Three years after Marcus Johnson's release, the legal system had transformed. The AI judicial system still existed, but it was no longer the final arbiter of justice. Every verdict it delivered was reviewed by a human judge. Every defendant had the right to challenge the algorithm's decision. And every decision was accompanied by an explanation - not just a probability score, but a detailed breakdown of the factors the AI had considered.
Sarah had been appointed to the Federal Algorithmic Accountability Commission, a new body tasked with overseeing AI in government decision-making. The work was exhausting, but rewarding. Every day, she and her colleagues reviewed algorithms, identified bias, and recommended reforms.
"The problem isn't AI itself," Sarah explained to a group of law students during a lecture. "The problem is how we use it. We treated algorithms as if they were objective, as if they could replace human judgment. But algorithms are just tools. They reflect the data they were trained on, and that data reflects our biases."
One student raised her hand. "But what if we could train AI on unbiased data? Could we eliminate bias entirely?"
Sarah smiled. "That's the dream, isn't it? But here's the problem: there is no such thing as unbiased data. Every decision humans have ever made has been influenced by our prejudices, our limitations, our imperfect understanding of the world. We can try to correct for bias, but we can never eliminate it entirely. That's why human oversight is essential."

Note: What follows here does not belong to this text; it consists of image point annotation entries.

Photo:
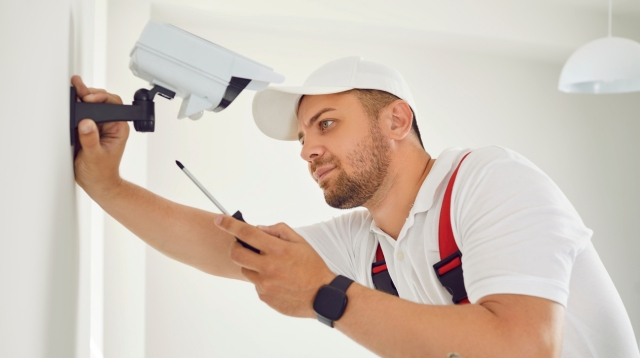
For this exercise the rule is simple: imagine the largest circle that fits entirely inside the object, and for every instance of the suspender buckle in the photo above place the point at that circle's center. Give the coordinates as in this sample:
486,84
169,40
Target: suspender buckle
449,273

After the lecture, Sarah returned to her office to find a stack of case files waiting for her. The commission was reviewing appeals from defendants who had been convicted by the AI system before the reforms. Each case represented a life that might have been changed by an unjust verdict.
She picked up the first file and began to read. A young woman named Destiny Williams, convicted of fraud based on an algorithm's assessment of her spending patterns. The AI had flagged her transactions as suspicious, but a human review revealed that she had been caring for a sick parent, making unusual withdrawals to pay medical bills.
One by one, she worked through the files. Each case was a reminder of why this work mattered. Each overturned verdict was a small victory in a much larger battle.
The reforms were working. But the work would never be finished. Justice, Sarah had learned, was not a destination - it was a journey.